Ритуал – главная ценность повседневной религиозной жизни в России, ему подчиняются все повседневные практики, в том числе домашняя. Церковный обряд и – в целом – церковная жизнь мыслились в православной педагогике основной воспитательной средой. Ортодоксальная православная педагогика стремится сохранить установку на ритуал. Более чем сто лет спустя о том же будет писать Иоанн Кронштадтский, говоря, что лишь вхождение в литургическую жизнь, воцерковление детей может воспитать религиозные сердца9.

Петр Левшин «единственно был склонен к духовному званию, а паче к монашеству. И сия склонность в нем открылась еще когда был лет двадцати. Ибо в сии отроческие лета часто в шутках представлял себя как бы монахом; иногда, как архиерей, обеими руками осенял, иногда четки перебирал и прочее подобное. Это тогда принимаемо было не только домашними, но и им самим за шутку; но Богу угодно было тайными судьбами вести его к самому святому делу». Конец цитаты напоминает разговоры А.Т. Болотова о божественном вмешательстве в его ребяческую жизнь. Но если у Болотова, как мы увидим ниже, просто избавляющий и заботящийся Бог, то у Левшина Бог – также и ведущий. Он ведет героя к духовной карьере. Петр, подав документы в Московский университет и будучи принят, не пошел по светской тропе, отказавшись от университетского образования. Перед нами духовно-наставительная автобиография, хотя и допустившая некоторые вольности в изображении ранних лет героя. Она близка назидательной литературе «духовных завещаний».

Пример традиционных светских воспоминаний о детстве – воспоминания купца А.П. Березина, крестьянского сына, записанные в конце 1790-х годов. Его сознанию свойственно осмыслять себя в зеркале библейской символики и персонажей. Говоря о своем жизненном пути, Березин сопоставляет себя с Моисеем на горе Хорив10. Земная жизнь оценивается как «временная». Поведение родителей и свое сопоставляется с дозволенным или недозволенным согласно православному добродетельному образу жизни. Жизнь отца и матери в изображении сына проходит в пространстве реликвий, упования и богодухновенности. Последней вещью, с которой расстаются перед уходом на заработки, выступает «образ Святого Николая Чудотворца». В нищете уповают на милосердие Божие. Себя Березин называет «боговдохновенным», поскольку восьми лет от роду, будучи от бедности и безотцовства пастухом, «в один день, испытав всю жестокость непогоды, едва имея силы укрыться под куст, отчаясь, лишась надежды на образ жизни моей, воскликнул: „На что меня мать родила!“ Сии слова были последние в унылых и тягостных моих рыданиях. Как вдруг нечто сверхъестественное проникло меня и поразило слух мой; внимание мое отверзлось, и все чувства мои были осенены благодатию; глас свыше разлился в душе моей; я оный слышал в сих словах: „Господь тебя на труды поставил, не тужи, молись Господу, и ты будешь богат!“ Неведомая радость и утешение озарили сердечное мое движение; я пал в неописанном восторге, – но еще не имел тех полных чувств в столь нежных летах моих, чтобы чувствовать вежливость откровения сего, кроме того, что оное место и куст заметил весьма приметным знаком». Мир откровений – не мир провиденциализма. Если провиденциализм требует символической интерпретации событий жизни и их последствий, то мир откровений и чудесных явлений – мир более «простых» и непосредственных, более «средневековых» отношений с Богом. В таком «мире чудес» проходила религиозная социализация А.П. Березина.
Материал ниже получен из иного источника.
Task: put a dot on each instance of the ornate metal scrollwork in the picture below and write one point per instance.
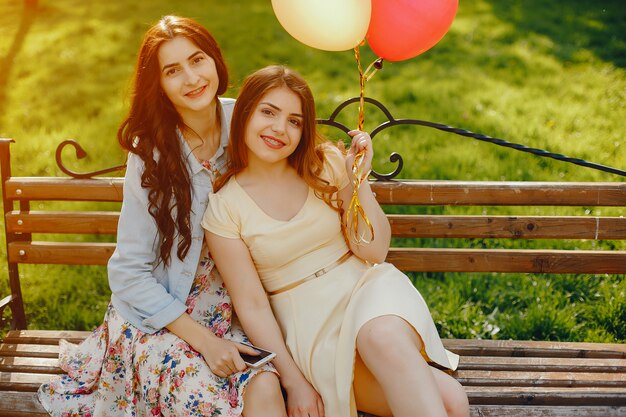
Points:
(80, 154)
(394, 157)
(392, 121)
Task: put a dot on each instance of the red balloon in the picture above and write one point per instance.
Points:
(403, 29)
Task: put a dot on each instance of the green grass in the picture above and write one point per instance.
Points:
(550, 75)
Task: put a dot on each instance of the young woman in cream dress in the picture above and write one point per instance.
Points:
(354, 326)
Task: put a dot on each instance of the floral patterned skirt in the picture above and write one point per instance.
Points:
(121, 371)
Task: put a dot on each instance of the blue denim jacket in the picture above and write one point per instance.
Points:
(144, 292)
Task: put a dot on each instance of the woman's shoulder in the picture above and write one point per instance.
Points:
(334, 169)
(227, 102)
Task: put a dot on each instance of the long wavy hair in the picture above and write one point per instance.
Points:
(308, 157)
(150, 130)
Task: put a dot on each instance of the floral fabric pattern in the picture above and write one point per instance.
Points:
(121, 371)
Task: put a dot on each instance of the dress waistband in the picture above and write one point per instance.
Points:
(314, 275)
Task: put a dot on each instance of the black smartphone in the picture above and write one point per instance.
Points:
(259, 360)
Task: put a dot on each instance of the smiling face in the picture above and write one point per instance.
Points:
(188, 76)
(274, 128)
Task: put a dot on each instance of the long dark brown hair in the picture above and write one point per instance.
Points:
(308, 157)
(151, 126)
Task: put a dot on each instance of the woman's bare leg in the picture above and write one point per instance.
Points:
(390, 349)
(368, 393)
(263, 397)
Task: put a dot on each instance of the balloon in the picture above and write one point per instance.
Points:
(331, 25)
(402, 29)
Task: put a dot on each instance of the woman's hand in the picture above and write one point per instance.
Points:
(360, 141)
(223, 356)
(304, 401)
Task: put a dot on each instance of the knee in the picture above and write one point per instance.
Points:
(266, 387)
(387, 337)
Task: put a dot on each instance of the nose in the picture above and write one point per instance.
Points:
(279, 125)
(191, 78)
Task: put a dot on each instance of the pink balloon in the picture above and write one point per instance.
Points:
(403, 29)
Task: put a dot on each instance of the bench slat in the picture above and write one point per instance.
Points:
(88, 222)
(25, 404)
(64, 189)
(29, 365)
(464, 347)
(21, 404)
(542, 411)
(390, 192)
(540, 379)
(523, 348)
(508, 227)
(467, 363)
(551, 364)
(507, 260)
(45, 337)
(494, 193)
(60, 253)
(404, 226)
(547, 396)
(406, 259)
(511, 390)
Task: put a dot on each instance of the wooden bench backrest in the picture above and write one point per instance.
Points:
(22, 222)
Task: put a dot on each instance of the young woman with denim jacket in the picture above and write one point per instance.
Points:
(169, 342)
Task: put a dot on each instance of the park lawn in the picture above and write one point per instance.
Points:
(550, 75)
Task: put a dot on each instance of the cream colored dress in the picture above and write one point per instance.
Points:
(320, 319)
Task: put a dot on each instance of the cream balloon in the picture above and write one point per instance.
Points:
(331, 25)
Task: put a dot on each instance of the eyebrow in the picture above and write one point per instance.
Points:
(279, 109)
(176, 63)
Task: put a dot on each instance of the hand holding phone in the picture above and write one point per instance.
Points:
(256, 361)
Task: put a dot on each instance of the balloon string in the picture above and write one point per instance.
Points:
(355, 210)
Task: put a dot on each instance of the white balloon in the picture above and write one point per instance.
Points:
(331, 25)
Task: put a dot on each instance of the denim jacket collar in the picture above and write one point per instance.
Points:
(192, 161)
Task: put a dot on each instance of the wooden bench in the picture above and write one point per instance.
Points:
(502, 377)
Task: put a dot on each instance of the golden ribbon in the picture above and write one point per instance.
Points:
(355, 211)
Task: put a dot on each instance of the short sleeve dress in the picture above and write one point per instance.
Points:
(120, 370)
(320, 314)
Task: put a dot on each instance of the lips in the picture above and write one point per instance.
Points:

Для него «поэтика взросления» – поэтика странствования. И то и другое – в руках Божиих: «Пришед в возраст пятнадцати лет, родительница моя решилась меня отпустить в столицу, на что я получа благословение и сорок копеек на дорогу, отправился в путь. С сею-то суммою в 1747 году, в феврале месяце… пустился в неизвестный мне путь, без всякого покровительства, не имел ничего верного в предмете моего предназначения, с единою верою в помощь Божию и с истинным упованием на родительское благословение». Родительское и божественное тесно связаны. Через родительское благословение передаются фундаментальные основы религиозной системы ценностей, исходя из которой Александр продолжил строить свою судьбу.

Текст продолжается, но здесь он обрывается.